Miami Herald: Associated Industries of Florida–Strengthen Citizens insurance, hurricane CAT fund
Mar 11, 2010
The Miami Herald published this article on March 10, 2010.
I wonder if I am experiencing déjà vu? How many years will it take for the state Legislature to return the Florida Hurricane Catastrophe Fund (CAT Fund) to its original mission of providing stability for huge hurricane events, such as Hurricane Andrew, and Citizens Property Insurance to its original role as the state insurer of last resort?
While progress was made last year, and our elected leaders crafted HB 1495, which was the first step to stabilizing Florida’s property-insurance market, we continue to have concerns over the financial stability of the CAT Fund and Citizens.

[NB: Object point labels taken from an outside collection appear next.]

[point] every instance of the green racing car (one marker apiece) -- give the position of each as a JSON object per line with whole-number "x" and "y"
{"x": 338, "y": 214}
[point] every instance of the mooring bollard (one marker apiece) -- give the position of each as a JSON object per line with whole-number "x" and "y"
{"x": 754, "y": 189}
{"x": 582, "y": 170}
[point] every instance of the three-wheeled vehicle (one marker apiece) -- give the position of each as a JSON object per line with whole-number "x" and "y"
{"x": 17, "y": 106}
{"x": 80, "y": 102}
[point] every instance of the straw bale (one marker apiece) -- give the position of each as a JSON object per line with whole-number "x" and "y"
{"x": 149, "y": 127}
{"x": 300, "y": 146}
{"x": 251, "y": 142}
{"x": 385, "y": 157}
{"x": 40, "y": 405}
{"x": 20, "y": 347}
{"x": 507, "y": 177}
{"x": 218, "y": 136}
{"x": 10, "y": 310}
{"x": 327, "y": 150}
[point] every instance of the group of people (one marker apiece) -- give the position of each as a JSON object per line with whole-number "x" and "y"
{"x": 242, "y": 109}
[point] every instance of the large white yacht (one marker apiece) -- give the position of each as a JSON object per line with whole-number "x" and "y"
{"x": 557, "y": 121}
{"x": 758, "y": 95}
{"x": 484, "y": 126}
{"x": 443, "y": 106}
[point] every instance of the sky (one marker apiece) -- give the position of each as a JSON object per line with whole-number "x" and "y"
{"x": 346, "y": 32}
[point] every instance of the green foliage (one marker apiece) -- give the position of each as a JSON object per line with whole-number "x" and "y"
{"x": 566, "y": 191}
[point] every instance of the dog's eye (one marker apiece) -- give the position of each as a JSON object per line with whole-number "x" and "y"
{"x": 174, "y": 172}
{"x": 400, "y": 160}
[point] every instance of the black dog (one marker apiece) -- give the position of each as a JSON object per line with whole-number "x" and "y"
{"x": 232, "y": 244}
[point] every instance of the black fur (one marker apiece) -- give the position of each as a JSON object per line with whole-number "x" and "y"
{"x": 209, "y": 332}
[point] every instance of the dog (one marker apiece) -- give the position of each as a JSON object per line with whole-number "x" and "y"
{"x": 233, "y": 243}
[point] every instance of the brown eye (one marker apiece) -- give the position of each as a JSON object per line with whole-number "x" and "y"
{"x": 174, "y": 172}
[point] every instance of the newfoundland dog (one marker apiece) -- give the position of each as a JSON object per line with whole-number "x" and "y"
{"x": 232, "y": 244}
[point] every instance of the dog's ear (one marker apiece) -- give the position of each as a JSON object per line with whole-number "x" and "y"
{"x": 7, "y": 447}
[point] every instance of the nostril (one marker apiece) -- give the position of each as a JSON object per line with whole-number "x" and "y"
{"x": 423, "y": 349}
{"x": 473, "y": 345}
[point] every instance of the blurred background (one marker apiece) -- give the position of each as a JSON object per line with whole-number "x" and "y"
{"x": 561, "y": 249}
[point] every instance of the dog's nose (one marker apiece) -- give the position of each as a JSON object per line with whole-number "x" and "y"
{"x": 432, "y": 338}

These state entities are not charging actuarially sound premiums.
Instead, they rely on post-event borrowing paid off by a “hurricane tax” on policyholders statewide through long-term assessments. At a time when our businesses are still struggling because of a down economy and charities are facing potentially devastating funding cuts, it is impossible to fathom how these groups will be able to afford to pay these “hurricane taxes.”

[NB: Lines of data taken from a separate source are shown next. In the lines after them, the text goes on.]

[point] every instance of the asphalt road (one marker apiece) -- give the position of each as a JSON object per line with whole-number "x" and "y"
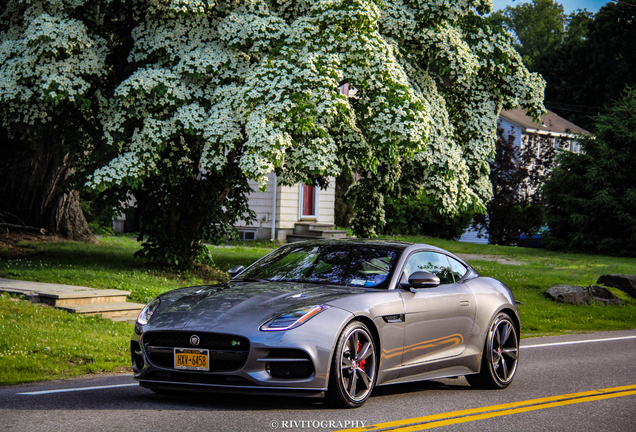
{"x": 580, "y": 386}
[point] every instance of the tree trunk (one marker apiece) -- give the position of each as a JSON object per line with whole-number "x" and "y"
{"x": 32, "y": 189}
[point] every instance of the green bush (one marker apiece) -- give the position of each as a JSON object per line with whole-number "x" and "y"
{"x": 419, "y": 216}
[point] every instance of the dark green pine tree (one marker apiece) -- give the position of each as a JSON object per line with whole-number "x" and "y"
{"x": 591, "y": 197}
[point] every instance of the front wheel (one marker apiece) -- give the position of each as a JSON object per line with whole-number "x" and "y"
{"x": 353, "y": 368}
{"x": 500, "y": 356}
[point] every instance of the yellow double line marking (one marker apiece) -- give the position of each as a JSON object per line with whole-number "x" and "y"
{"x": 464, "y": 416}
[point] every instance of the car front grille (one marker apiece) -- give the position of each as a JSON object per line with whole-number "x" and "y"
{"x": 227, "y": 352}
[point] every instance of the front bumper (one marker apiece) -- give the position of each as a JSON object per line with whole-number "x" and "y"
{"x": 292, "y": 362}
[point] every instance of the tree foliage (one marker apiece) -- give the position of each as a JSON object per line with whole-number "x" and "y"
{"x": 517, "y": 173}
{"x": 591, "y": 196}
{"x": 585, "y": 75}
{"x": 214, "y": 93}
{"x": 539, "y": 27}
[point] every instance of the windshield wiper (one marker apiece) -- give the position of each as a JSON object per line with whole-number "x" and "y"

Last month we were presented with another insurance dilemma because of late-filed or renewed insurance claims from the 2005 storms. The Cabinet wisely requested more information. Should the decision be made to pay the $710 million in reimbursements from these storms, all Floridians and businesses, including charities, will once again be forced to open their pocketbooks.
The CAT Fund’s own analysis suggests there are currently around $4.5 billion in hard assets to pay potential claims that could top $26 billion in a bad year. Floridians will be in quite a predicament should changes not be made to the CAT Fund.
The Legislature has the opportunity to drastically reduce the exposure of the CAT Fund and reduce the risk it poses to Florida’s economy. The state can take advantage of excess capacity in the private reinsurance market to ensure that Florida policyholders will be paid when a storm occurs. By spreading Florida’s hurricane costs to risk bearers around the world, we will better protect all Floridians.
The Legislature would also be wise to continue incremental reform of Citizens and the private insurance market. By continuing — and perhaps accelerating — the “glide path” to stability our leaders adopted in 2009, we can ensure that scarce resources are devoted to improving our communities, supporting employers and helping Florida’s most vulnerable, rather than subsidizing the state’s most fortunate.